The Appraisal Institute reports that all 50 states and the District of Columbia will have legislative sessions this year. The sessions can range from 30 calendar days (Virginia) to an unlimited duration in 11 states. Forty-five states and D.C. already are in session, while the remaining states — Alabama, Florida, Louisiana, Nevada and Oklahoma — will convene shortly.
AI’s Washington office has worked with many chapters, regions and state coalitions to develop government relations agendas for the year, and will spend the coming months working with those organizations to executive the initiatives. AI National is continuously monitoring legislative activity in each state and will notify chapters and other stakeholders of issues that affect AI professionals and the valuation profession.
Legislative activity this year will include:
Several states are considering legislation that amends appraiser licensing laws so appraisers can perform for financial institutions evaluation that do not comply with the Uniform Standards of Professional Appraisal Practice when a USPAP-compliant appraisal is not required by federal law. Appraisers in 44 states are prohibited from providing evaluations that only comply with the Interagency Appraisal and Evaluation Guidelines.
• Statutes of repose
A few states are considering enacting statutes of repose that limit the amount of time an appraiser can be sued civilly or have disciplinary action taken against them after completing an evaluation. These efforts build upon recent enactments in Minnesota, Oregon and Tennessee, and upon preexisting statutes of repose in Kentucky, North Carolina and South Dakota.
• Minimum appraiser qualifications
Many states are rewriting their appraiser licensing laws — specifically those regarding college-level education requirements and experience hour requirements — as a result of changes that the Appraisal Standards Board made to the Real Property Appraiser Qualification Criteria, which took effect last May.
The rewriting of the qualification criteria is the fourth major one since it was first established in 1991. Some states are implementing all changes, while others are changing only the college-level education requirements, leaving the required number of experience hours as they were established in 2015.
• Appraisal standards
Work continues in several states on legislation to allow appraisers to utilize standards of valuation practice in addition to the Uniform Standards of Professional Appraisal Practice when performing appraisals for purposes other than federally regulated lending transactions. Additionally, permanent extensions are sought for laws scheduled to sunset that grant appraisers some relief from USPAP.

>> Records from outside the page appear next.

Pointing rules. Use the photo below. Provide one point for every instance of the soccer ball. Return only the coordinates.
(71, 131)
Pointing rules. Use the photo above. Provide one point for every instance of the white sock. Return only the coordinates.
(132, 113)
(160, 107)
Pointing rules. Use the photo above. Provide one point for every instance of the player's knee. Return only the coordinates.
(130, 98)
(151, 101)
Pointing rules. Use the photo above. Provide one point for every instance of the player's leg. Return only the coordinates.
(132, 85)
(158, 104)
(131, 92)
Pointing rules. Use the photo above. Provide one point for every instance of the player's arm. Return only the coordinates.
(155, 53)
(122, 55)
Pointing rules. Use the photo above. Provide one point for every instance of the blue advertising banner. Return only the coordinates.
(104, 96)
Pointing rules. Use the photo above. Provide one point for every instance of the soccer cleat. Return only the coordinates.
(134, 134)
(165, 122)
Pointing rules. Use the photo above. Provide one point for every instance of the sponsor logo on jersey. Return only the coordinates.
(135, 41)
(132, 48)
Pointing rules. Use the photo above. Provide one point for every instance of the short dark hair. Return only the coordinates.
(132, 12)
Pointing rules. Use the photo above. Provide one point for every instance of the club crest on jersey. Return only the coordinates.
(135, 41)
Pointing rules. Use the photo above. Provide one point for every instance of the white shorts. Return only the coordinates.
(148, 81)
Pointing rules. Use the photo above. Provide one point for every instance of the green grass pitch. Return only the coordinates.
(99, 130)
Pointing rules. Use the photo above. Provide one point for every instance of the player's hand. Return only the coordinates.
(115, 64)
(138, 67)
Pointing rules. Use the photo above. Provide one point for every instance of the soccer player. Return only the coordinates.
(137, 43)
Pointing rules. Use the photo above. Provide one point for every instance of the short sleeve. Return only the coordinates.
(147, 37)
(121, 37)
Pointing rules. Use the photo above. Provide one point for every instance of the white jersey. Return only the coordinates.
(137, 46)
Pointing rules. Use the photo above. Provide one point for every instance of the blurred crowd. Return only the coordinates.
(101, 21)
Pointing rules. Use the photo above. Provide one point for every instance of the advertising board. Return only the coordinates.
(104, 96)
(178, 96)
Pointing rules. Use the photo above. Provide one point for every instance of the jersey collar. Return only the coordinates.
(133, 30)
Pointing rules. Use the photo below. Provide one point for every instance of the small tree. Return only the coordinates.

• Appraisal management company oversight and regulation
Massachusetts is the only state without some form of comprehensive appraisal management company regulation; however, officials continue to work on legislation that likely will pass this year.
Many other states are taking a second look at their AMC laws to ensure they meet the federal minimum requirements because strict restrictions on AMCs for federally related transactions took effect Aug. 10, 2018, in states that elected not to register and supervise AMCs. However, 26 states were granted extensions by the ASC, so they will not yet be evaluated for compliance, and there is no impact on an AMCs’ ability to engage in federally related transactions. Additionally, the ASC will not audit states for compliance with the National Registry fee requirements until 2020.
Most legislative activity in this area has focused on: 1) the prohibition on previously sanctioned appraisers having ownership interests in AMCs; 2) removing a 30-day grace period during which an AMC can remove an appraiser from its panel without cause and without notification requirements or the opportunity to respond; and 3) granting state appraiser licensing agencies the authority to collect and remit the National Registry fees from AMCs.